3.1 Improved U-Net Architecture

The proposed model builds upon the U-Net architecture by incorporating CBAM and coordinate attention mechanisms. CBAM enhances feature representations by applying channel and spatial attention, while coordinate attention focuses on precise position encoding.

3.1.1 U-Net Backbone

The original U-Net consists of an encoder-decoder structure with skip connections between corresponding layers. This allows the model to preserve spatial information during downsampling and upsampling.

3.1.2 CBAM Integration

CBAM is integrated into both the encoder and decoder of U-Net, applying channel and spatial attention sequentially. Channel attention recalibrates feature maps across channels, while spatial attention highlights salient regions.

3.1.3 Coordinate Attention

Coordinate attention is embedded within residual blocks to encode precise position information. It enhances the model’s ability to distinguish PV panels from similar-looking backgrounds.

3.2 Dataset Preparation

Publicly available PV datasets, including images from water surfaces, grasslands, saline-alkali lands, croplands, and shrubwoods, are used for training and validation. Data augmentation techniques such as rotation, noise addition, brightness variation, and Gaussian filtering are applied to expand the dataset.

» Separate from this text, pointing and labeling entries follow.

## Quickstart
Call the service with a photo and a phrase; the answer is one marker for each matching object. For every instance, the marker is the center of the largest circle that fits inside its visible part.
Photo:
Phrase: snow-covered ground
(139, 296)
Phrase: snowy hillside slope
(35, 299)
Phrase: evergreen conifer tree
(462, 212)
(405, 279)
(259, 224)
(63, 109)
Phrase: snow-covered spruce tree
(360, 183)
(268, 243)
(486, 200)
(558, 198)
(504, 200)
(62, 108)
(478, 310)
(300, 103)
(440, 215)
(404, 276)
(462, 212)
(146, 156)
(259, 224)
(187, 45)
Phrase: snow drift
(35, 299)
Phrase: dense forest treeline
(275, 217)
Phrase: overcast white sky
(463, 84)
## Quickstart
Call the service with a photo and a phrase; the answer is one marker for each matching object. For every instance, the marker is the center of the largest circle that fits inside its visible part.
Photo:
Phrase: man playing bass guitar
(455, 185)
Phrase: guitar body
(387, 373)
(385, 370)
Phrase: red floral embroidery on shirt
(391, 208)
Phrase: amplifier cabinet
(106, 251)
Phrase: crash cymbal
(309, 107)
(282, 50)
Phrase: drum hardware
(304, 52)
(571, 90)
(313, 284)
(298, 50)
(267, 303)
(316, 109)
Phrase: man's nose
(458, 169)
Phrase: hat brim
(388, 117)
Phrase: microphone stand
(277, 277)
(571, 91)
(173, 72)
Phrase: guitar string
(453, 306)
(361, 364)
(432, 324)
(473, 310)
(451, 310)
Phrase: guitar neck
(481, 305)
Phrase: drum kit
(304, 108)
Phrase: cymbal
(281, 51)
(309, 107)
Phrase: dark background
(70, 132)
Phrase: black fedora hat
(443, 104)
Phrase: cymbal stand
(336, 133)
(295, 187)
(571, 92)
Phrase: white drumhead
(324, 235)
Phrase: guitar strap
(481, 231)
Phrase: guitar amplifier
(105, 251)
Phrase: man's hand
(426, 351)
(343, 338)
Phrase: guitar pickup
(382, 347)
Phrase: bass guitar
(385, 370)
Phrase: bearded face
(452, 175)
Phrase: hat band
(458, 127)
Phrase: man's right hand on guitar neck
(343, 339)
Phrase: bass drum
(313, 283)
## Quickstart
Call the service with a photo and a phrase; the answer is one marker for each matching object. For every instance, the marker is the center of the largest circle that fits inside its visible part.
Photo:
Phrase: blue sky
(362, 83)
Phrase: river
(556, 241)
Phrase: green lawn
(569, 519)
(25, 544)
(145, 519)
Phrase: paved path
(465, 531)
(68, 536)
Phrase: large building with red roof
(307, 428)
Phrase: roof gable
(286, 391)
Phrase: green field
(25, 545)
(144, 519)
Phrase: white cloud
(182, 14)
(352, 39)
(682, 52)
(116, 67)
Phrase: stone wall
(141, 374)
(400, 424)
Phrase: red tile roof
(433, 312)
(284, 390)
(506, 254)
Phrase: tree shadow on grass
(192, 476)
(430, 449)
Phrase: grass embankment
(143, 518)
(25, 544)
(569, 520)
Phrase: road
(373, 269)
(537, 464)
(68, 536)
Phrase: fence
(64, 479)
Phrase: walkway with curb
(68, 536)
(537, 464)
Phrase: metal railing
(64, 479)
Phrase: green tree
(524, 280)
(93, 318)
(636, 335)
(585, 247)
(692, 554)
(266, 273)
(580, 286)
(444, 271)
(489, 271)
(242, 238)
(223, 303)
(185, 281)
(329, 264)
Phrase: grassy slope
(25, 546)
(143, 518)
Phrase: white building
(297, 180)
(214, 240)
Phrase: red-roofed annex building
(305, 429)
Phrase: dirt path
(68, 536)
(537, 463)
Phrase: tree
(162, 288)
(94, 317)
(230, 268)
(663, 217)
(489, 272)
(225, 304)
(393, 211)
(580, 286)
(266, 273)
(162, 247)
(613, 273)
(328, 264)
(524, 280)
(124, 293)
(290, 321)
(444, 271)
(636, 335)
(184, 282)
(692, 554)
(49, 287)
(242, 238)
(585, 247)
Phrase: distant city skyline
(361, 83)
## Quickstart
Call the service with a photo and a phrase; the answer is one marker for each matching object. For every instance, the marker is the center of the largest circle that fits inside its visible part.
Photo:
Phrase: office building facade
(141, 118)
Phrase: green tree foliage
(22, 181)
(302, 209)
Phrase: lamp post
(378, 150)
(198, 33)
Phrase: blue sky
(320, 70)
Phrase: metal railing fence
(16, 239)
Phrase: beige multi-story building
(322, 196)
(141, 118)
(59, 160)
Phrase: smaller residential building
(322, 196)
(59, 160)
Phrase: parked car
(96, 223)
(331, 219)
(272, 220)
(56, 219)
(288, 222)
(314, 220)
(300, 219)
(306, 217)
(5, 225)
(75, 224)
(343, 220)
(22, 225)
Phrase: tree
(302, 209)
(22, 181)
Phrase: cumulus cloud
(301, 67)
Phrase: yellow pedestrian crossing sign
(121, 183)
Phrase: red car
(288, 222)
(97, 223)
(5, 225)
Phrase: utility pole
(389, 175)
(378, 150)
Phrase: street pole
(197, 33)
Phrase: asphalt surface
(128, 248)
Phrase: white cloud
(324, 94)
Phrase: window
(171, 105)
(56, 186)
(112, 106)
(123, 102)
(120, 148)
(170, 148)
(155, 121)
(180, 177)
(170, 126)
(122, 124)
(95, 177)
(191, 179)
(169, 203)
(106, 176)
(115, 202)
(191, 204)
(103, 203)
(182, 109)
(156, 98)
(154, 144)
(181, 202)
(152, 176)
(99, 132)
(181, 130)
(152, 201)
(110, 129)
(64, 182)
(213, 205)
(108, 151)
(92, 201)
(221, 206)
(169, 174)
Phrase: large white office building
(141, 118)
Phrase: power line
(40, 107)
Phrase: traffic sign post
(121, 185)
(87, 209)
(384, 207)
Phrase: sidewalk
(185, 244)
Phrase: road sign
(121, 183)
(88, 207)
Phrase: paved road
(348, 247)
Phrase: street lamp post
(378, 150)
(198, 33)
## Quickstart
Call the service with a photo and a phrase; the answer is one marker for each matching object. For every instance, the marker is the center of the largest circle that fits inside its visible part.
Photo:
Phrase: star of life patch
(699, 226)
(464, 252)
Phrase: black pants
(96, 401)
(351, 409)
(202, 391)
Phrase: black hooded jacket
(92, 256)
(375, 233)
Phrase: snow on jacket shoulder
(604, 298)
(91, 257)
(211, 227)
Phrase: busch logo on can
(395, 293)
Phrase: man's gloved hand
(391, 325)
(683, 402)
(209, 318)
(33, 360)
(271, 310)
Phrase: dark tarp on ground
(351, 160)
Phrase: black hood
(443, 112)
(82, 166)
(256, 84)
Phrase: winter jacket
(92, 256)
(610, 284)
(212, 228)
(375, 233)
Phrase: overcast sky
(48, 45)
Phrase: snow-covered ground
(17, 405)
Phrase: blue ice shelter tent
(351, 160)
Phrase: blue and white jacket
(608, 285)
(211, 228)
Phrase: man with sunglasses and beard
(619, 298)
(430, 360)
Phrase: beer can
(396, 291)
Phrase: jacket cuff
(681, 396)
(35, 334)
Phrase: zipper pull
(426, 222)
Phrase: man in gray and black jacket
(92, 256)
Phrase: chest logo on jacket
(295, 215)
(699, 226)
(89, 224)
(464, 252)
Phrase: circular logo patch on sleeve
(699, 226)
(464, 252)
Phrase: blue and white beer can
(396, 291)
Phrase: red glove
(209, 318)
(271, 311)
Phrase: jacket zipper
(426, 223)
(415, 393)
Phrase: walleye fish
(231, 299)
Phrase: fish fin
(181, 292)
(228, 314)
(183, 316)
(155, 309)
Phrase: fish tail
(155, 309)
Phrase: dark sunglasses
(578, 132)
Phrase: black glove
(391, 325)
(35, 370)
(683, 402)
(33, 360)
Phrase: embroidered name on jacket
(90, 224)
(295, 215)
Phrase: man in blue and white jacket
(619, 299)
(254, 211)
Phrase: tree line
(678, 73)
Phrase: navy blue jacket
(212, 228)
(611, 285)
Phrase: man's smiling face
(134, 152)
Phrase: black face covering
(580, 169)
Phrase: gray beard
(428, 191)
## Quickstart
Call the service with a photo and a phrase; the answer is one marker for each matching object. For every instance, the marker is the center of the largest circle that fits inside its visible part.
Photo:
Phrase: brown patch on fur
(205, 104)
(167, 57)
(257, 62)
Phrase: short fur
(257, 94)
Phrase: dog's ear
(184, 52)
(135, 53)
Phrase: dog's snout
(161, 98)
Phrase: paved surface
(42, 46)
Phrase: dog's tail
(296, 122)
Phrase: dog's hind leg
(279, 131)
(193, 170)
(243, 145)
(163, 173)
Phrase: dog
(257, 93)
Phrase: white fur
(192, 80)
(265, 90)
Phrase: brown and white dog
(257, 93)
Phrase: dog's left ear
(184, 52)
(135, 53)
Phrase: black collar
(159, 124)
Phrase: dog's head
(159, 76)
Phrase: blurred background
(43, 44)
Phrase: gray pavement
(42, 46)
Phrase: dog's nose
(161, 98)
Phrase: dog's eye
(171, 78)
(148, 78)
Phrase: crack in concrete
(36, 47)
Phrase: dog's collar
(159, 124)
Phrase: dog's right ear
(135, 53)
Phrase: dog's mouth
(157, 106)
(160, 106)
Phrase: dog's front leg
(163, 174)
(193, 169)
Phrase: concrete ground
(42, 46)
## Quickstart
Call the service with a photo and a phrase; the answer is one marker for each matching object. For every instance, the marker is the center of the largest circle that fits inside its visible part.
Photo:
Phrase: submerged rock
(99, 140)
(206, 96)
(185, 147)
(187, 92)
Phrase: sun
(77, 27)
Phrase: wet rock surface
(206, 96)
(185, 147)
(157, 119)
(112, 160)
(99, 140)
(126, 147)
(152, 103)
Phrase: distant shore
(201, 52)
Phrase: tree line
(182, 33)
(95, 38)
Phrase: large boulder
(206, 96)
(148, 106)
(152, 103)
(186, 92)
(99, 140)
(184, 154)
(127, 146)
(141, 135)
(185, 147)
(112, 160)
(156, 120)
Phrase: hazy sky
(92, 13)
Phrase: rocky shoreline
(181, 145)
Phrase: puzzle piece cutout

4. Experiments and Results

4.1 Experimental Setup

The model is trained using an Adam optimizer with a learning rate of 0.001 and a batch size of 16. The loss function is cross-entropy, and evaluations are based on mIoU, mF1, precision, and recall.

4.2 Ablation Study

An ablation study is conducted to analyze the contribution of each component within the improved U-Net model. The results show that the integration of CBAM and coordinate attention significantly improves PV extraction performance.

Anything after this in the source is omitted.